As discussed in #457 (comment) and #457 (comment) this repository is only concerned with modifying the secret data, not with creating secrets, or the secret name or ownership. By keeping that responsebility out of the repo we are making the repo simpler.
serviceCertificateSecret contains that information which is not created by the repository as a *v1.Secret, and also the paths for the certificates in the secret. All that information is constant for the life of the repository and that is why it is passed in the constructor. That way getServiceCertificates and putServiceCertificates have less parameters and are easier to use, and harder to use wrong.

we know upfront which storage.ServiceType are supported and which not

I understand that you mean we could instead pass two serviceCertificateSecret one for scanner and another for scannerDB, or we could use instead

type serviceCertificateSecrets struct { 
    scannerSecret serviceCertificateSecret
    scannerDBSecret serviceCertificateSecret
}

That is the same information in map[storage.ServiceType]serviceCertificateSecret, but with a type that is less flexible. I can change map[storage.ServiceType]serviceCertificateSecret to accept two serviceCertificateSecrets, but I see no value in changing the field secrets map[storage.ServiceType]serviceCertificateSecret in serviceCertificatesRepoSecretsImpl.

expect DI

I don't know what "DI" means, can you please explain?

DI = Dependency Injection

I still think this is not necessary, instead a valid secret must be passed on every put to the repo.
If the ownerRef is necessary it should be injected instead.

requiring passing additional parameters that would be constant for the life of the repository would make putServiceCertificates harder to use, which might lead to more errors

Use secretClient.Create directly here, no need to check existence beforehand.

this comment seems to be outdated, at 8456e48 createSecret uses Create directly

Return error here if secrets were not owned by the deployment. The GetServiceCertificates is then used to determine whether the ticker stops or not.

this comment seems to be outdated, at 8456e48 getServiceCertificates returns ErrUnexpectedSecretsOwner if the owner is not as expected

fixed

I think this doc line can be removed, at least to me it is clear that this happens in all cases where a connection is necessary.

done

Why not using multierror and returning all errors at the same time?

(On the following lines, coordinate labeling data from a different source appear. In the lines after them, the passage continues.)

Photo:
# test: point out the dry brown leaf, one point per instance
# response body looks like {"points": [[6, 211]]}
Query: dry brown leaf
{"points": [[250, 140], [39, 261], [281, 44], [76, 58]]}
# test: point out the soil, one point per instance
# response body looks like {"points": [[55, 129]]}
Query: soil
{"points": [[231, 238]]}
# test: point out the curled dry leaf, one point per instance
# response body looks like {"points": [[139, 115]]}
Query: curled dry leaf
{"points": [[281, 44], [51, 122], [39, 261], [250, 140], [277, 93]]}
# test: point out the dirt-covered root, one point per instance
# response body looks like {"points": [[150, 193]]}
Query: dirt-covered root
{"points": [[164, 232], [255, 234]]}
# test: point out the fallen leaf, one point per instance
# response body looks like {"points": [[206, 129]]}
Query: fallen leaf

I just investigated and I learned that errors.Is can be used to determine whether or not an error appears inside a multierror, so I'll follow your suggestion and use errors.Is in the client code

Named params please

done

named params please

done

Why should it fail here? Can you described that in the test description?

These errors are forced in the k8s API mock, by passing "patch" to the verbToError parameter of newFixture, which uses clientSet.CoreV1().(*fakecorev1.FakeCoreV1).PrependReactor to force the error for the verb. I've renamed the test name here to "failed put due to k8s API error", and also in TestGet that was doing something similar

Why did you created this function?
If errors are checked I expected either checking the type with s.ErrorIs or if not available checking the error msg with s.Contains(err.Error(), "expected string").

replaced with s.ErrorIs, nice to know about this

What I don't like about that signature is that verbToError magically gets empty strings passed which disturbes the reading flow of a test.
I need to first look at newFixtureAdvancedOpts and understand what's going on under the hood.

Can you use a struct as the input parameter which is more expressive instead of multiple parameters?
This makes it more obvious because the passed parameters become named automatically (or using constants for verbToError and emptySecretData).

I know a lot of our unit tests don't do that - and that's not good because it gets frustrating debugging these.

verbToError is the HTTP verb of the k8s API for which we force an error in the fake k8s client set, so by passing "" we specify that all verbs that we'll use will work fine.
I created a certSecretsRepoFixtureSpec struct as suggested, and unified newFixtureAdvancedOpts and newFixture, into just newFixture that takes that struct. I've also added comments to both newFixture and certSecretsRepoFixtureSpec to clarify how this behaves

I like the simplicity and readability of this function!